Communication and coordination. School psychologists are highly skilled in collaborating, consulting, and communicating with stakeholders (e.g., parent, teachers, school nurse, athletic trainer, coach, physician) and making referrals as needed.
Comprehensive treatment (return to school supports). School psychologists are the school professionals best equipped to interpret postinjury testing and symptom status and to offer individualized recommendations based on assessment data and other factors such as age, developmental level, and relevant medical and psychological history.
Return to baseline functioning.
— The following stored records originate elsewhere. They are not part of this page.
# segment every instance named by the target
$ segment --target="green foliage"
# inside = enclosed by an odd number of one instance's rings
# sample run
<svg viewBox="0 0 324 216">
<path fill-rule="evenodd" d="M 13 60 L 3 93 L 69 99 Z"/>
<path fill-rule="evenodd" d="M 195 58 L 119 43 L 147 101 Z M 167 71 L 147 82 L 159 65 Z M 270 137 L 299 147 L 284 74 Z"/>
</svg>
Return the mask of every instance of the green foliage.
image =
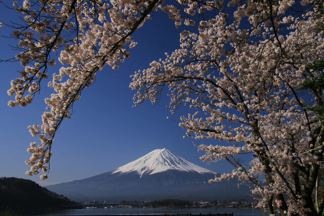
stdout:
<svg viewBox="0 0 324 216">
<path fill-rule="evenodd" d="M 182 199 L 167 199 L 162 200 L 151 201 L 148 202 L 147 204 L 153 206 L 184 207 L 186 205 L 191 206 L 192 202 Z"/>
<path fill-rule="evenodd" d="M 322 71 L 324 70 L 324 59 L 316 60 L 312 64 L 307 65 L 306 69 L 308 71 L 312 70 Z M 309 90 L 315 94 L 321 95 L 324 89 L 324 74 L 318 77 L 312 77 L 311 79 L 305 81 L 297 89 L 299 90 Z M 322 106 L 307 106 L 303 107 L 303 108 L 315 112 L 320 116 L 322 120 L 324 120 L 324 107 Z"/>
<path fill-rule="evenodd" d="M 32 181 L 13 177 L 0 178 L 0 209 L 5 209 L 7 206 L 13 209 L 39 206 L 47 208 L 74 204 L 76 203 L 40 187 Z"/>
</svg>

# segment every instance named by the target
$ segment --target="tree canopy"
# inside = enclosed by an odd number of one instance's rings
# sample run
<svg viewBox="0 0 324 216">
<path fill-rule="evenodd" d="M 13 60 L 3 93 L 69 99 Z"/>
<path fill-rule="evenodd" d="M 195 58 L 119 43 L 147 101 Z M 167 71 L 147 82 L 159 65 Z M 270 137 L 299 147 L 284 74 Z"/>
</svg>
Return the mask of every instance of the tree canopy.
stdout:
<svg viewBox="0 0 324 216">
<path fill-rule="evenodd" d="M 137 44 L 132 34 L 160 10 L 175 27 L 196 30 L 184 30 L 180 49 L 132 75 L 135 106 L 157 103 L 167 88 L 171 112 L 192 108 L 179 123 L 186 136 L 215 143 L 198 146 L 206 152 L 201 159 L 233 166 L 211 182 L 252 183 L 261 197 L 258 206 L 271 214 L 322 213 L 322 0 L 25 0 L 13 6 L 25 16 L 12 34 L 21 51 L 15 59 L 25 70 L 11 82 L 8 94 L 15 99 L 8 105 L 31 102 L 56 62 L 52 52 L 60 52 L 64 64 L 48 84 L 56 93 L 46 100 L 43 124 L 29 126 L 40 143 L 30 144 L 27 174 L 48 171 L 53 138 L 73 103 L 98 70 L 117 69 L 130 56 Z M 250 163 L 240 160 L 243 154 L 251 155 Z"/>
</svg>

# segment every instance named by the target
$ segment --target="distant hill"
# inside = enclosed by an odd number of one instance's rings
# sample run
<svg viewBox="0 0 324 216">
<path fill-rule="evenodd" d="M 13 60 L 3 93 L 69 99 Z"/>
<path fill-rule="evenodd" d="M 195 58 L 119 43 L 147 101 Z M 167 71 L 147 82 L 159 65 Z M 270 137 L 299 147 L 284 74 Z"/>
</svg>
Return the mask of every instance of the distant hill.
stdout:
<svg viewBox="0 0 324 216">
<path fill-rule="evenodd" d="M 0 209 L 59 207 L 77 204 L 31 180 L 0 178 Z"/>
<path fill-rule="evenodd" d="M 156 149 L 113 170 L 46 188 L 76 201 L 250 198 L 237 180 L 204 183 L 215 175 L 168 149 Z"/>
</svg>

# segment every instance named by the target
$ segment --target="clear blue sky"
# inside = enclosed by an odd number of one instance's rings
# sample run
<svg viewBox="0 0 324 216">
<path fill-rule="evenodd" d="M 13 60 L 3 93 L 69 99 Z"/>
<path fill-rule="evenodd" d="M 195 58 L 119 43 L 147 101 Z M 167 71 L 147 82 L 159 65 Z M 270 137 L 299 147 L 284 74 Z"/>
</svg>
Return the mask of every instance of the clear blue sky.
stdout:
<svg viewBox="0 0 324 216">
<path fill-rule="evenodd" d="M 8 1 L 10 2 L 11 1 Z M 7 2 L 6 1 L 6 2 Z M 11 4 L 11 3 L 10 3 Z M 18 14 L 0 5 L 0 21 L 17 20 Z M 185 130 L 167 119 L 179 120 L 187 108 L 181 108 L 171 115 L 166 107 L 168 99 L 164 94 L 157 105 L 146 102 L 132 108 L 134 92 L 129 88 L 130 75 L 138 69 L 147 68 L 153 60 L 165 58 L 179 48 L 179 33 L 184 30 L 174 27 L 174 21 L 161 12 L 133 35 L 137 46 L 130 50 L 132 56 L 113 70 L 106 67 L 98 73 L 96 82 L 84 90 L 81 100 L 74 104 L 70 119 L 65 119 L 55 136 L 48 182 L 62 182 L 90 177 L 105 172 L 158 148 L 173 152 L 202 167 L 223 173 L 232 167 L 225 162 L 208 165 L 198 157 L 194 139 L 182 138 Z M 9 36 L 12 29 L 0 28 L 0 34 Z M 14 56 L 9 45 L 12 39 L 0 39 L 0 59 Z M 60 63 L 49 69 L 49 74 L 58 73 Z M 51 90 L 45 80 L 39 95 L 26 107 L 7 106 L 11 98 L 7 94 L 10 80 L 18 77 L 23 67 L 19 63 L 1 63 L 0 79 L 0 177 L 15 177 L 40 182 L 38 176 L 24 174 L 29 169 L 24 161 L 30 156 L 26 149 L 30 142 L 38 142 L 30 135 L 27 126 L 41 124 L 40 116 L 46 107 L 44 99 Z M 187 110 L 187 111 L 186 111 Z M 209 142 L 209 143 L 211 143 Z M 44 181 L 43 181 L 44 182 Z"/>
</svg>

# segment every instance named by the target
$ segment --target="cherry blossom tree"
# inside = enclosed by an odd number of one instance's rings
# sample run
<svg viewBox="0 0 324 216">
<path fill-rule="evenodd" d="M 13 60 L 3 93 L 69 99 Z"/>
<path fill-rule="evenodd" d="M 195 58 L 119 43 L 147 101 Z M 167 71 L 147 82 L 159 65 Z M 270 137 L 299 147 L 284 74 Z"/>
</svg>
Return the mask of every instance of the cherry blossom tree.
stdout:
<svg viewBox="0 0 324 216">
<path fill-rule="evenodd" d="M 135 105 L 156 103 L 168 88 L 172 112 L 192 109 L 179 123 L 187 136 L 215 142 L 198 146 L 200 158 L 233 166 L 210 182 L 252 183 L 258 206 L 270 214 L 321 215 L 322 191 L 315 191 L 323 168 L 323 86 L 297 89 L 322 77 L 311 65 L 323 57 L 323 2 L 215 3 L 219 13 L 201 19 L 198 32 L 183 31 L 180 49 L 132 76 Z M 188 5 L 208 10 L 200 3 Z"/>
<path fill-rule="evenodd" d="M 48 83 L 56 93 L 46 99 L 43 124 L 29 127 L 40 142 L 28 149 L 28 175 L 42 169 L 40 178 L 48 178 L 53 139 L 74 102 L 98 71 L 107 65 L 117 69 L 130 56 L 129 48 L 137 44 L 132 33 L 161 10 L 176 27 L 195 30 L 181 33 L 180 49 L 132 75 L 135 106 L 157 103 L 168 87 L 172 112 L 182 104 L 192 109 L 179 123 L 187 136 L 215 142 L 198 145 L 205 152 L 201 159 L 233 166 L 211 182 L 236 178 L 252 183 L 258 206 L 271 214 L 322 213 L 316 180 L 323 168 L 323 119 L 307 106 L 323 107 L 323 88 L 298 89 L 322 74 L 309 67 L 324 56 L 322 0 L 24 0 L 13 5 L 24 16 L 12 25 L 20 51 L 13 60 L 25 69 L 11 81 L 8 93 L 15 99 L 8 105 L 31 103 L 57 61 L 53 52 L 60 53 L 63 65 Z M 240 160 L 242 154 L 251 155 L 249 163 Z"/>
</svg>

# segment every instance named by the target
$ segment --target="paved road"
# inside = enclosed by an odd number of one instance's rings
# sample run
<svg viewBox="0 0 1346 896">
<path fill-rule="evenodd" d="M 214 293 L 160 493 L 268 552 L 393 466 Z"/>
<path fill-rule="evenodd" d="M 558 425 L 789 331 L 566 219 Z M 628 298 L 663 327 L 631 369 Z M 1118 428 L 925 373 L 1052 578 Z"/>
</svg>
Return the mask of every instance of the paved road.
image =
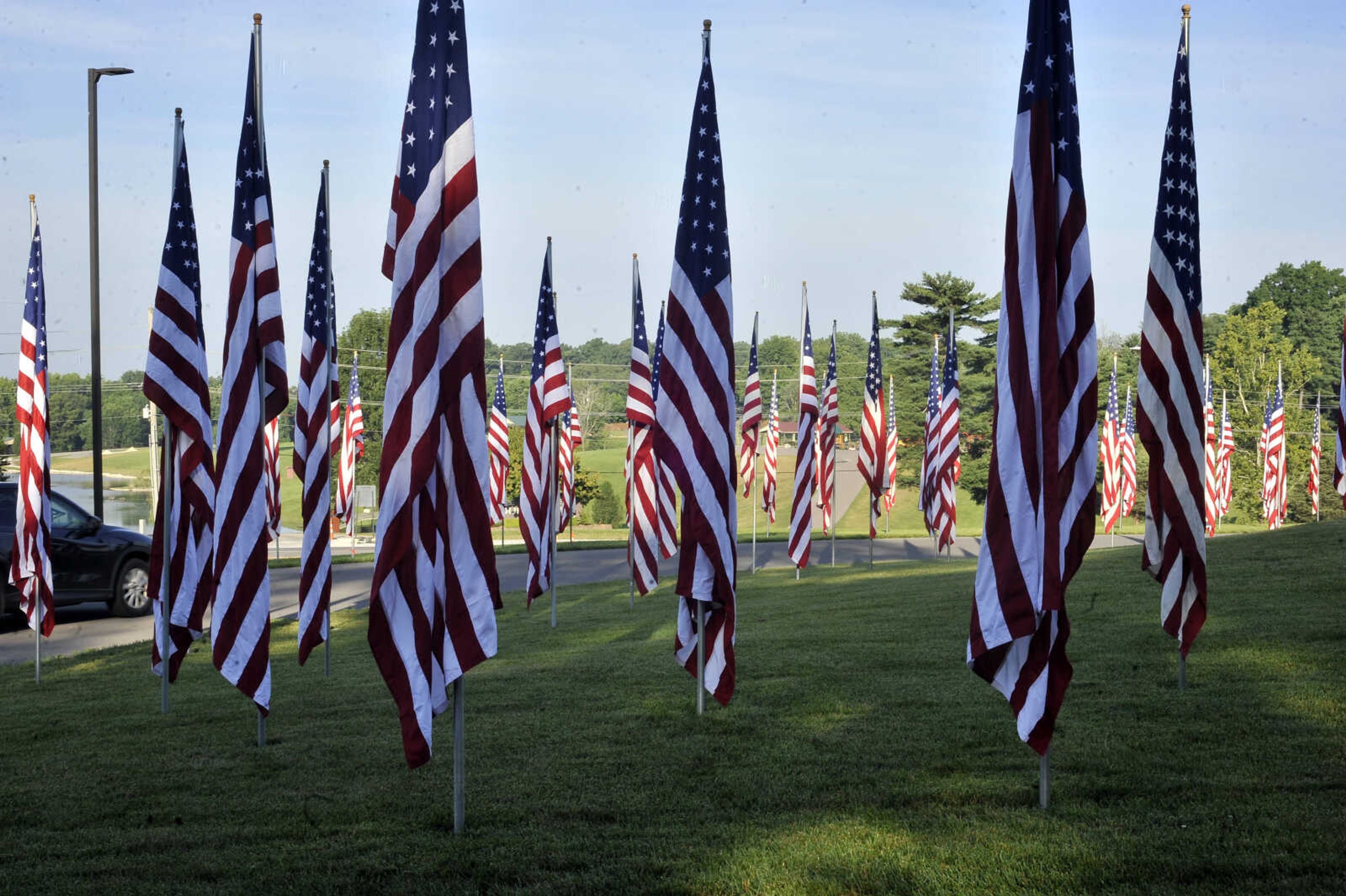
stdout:
<svg viewBox="0 0 1346 896">
<path fill-rule="evenodd" d="M 953 556 L 977 556 L 976 538 L 958 538 Z M 1139 545 L 1139 535 L 1119 535 L 1119 548 Z M 1112 546 L 1110 537 L 1100 535 L 1094 548 Z M 896 560 L 934 560 L 929 538 L 879 538 L 874 542 L 874 558 L 879 562 Z M 870 560 L 870 542 L 845 538 L 836 542 L 837 565 L 864 565 Z M 813 542 L 813 562 L 829 564 L 832 544 L 817 538 Z M 739 573 L 748 574 L 752 562 L 750 544 L 739 545 Z M 506 591 L 522 588 L 526 574 L 525 554 L 497 557 L 501 585 Z M 790 558 L 783 541 L 763 542 L 756 546 L 758 569 L 789 569 Z M 622 549 L 563 550 L 557 554 L 557 583 L 580 585 L 626 578 L 626 552 Z M 332 609 L 350 609 L 369 604 L 369 585 L 374 574 L 373 564 L 338 564 L 332 566 Z M 660 564 L 660 580 L 669 583 L 677 574 L 676 558 Z M 272 619 L 292 619 L 299 615 L 299 569 L 271 570 Z M 514 596 L 517 599 L 517 595 Z M 82 650 L 114 647 L 149 640 L 153 636 L 149 618 L 118 619 L 104 604 L 78 604 L 57 611 L 57 628 L 42 644 L 43 657 L 65 657 Z M 0 616 L 0 665 L 32 661 L 32 632 L 23 620 L 11 613 Z"/>
</svg>

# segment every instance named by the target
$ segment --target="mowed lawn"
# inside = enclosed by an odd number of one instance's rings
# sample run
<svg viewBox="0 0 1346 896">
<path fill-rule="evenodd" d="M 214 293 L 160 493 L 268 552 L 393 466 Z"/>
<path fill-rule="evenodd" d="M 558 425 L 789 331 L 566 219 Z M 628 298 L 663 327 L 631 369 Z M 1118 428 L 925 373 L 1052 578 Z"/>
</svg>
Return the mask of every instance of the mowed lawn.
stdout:
<svg viewBox="0 0 1346 896">
<path fill-rule="evenodd" d="M 1330 523 L 1211 542 L 1183 693 L 1137 552 L 1090 554 L 1047 813 L 964 667 L 964 561 L 743 578 L 738 692 L 700 718 L 666 589 L 561 588 L 557 630 L 507 595 L 463 837 L 450 718 L 408 771 L 363 611 L 331 679 L 275 627 L 261 749 L 206 648 L 167 717 L 145 646 L 0 669 L 0 892 L 1339 893 L 1343 550 Z"/>
</svg>

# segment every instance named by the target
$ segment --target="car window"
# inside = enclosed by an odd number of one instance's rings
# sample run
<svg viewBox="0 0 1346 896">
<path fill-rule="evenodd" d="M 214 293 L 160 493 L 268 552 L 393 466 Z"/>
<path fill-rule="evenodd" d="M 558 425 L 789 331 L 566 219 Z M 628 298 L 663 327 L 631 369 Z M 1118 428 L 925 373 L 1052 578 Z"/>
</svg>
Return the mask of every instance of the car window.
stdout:
<svg viewBox="0 0 1346 896">
<path fill-rule="evenodd" d="M 51 496 L 51 527 L 81 529 L 89 523 L 89 514 L 61 495 Z"/>
</svg>

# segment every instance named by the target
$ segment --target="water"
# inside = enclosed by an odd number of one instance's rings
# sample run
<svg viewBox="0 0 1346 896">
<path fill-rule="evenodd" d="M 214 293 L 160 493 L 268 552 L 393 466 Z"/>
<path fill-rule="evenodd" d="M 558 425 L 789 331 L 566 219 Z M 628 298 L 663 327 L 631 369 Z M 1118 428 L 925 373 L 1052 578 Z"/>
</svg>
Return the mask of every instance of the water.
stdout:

With their understanding of normal development and functioning, combined with expertise in the psychometric principles of post–injury assessments, school psychologists can monitor students’ cognitive performance and symptom status to help determine the student’s return to their noninjured level of functioning.
Youth Concussion Programs and Baseline Testing
Gioia, G. A. (2008). Ten steps and commitments for an effective youth sports concussion program. Brain Injury Professional, 4(4), 14–15.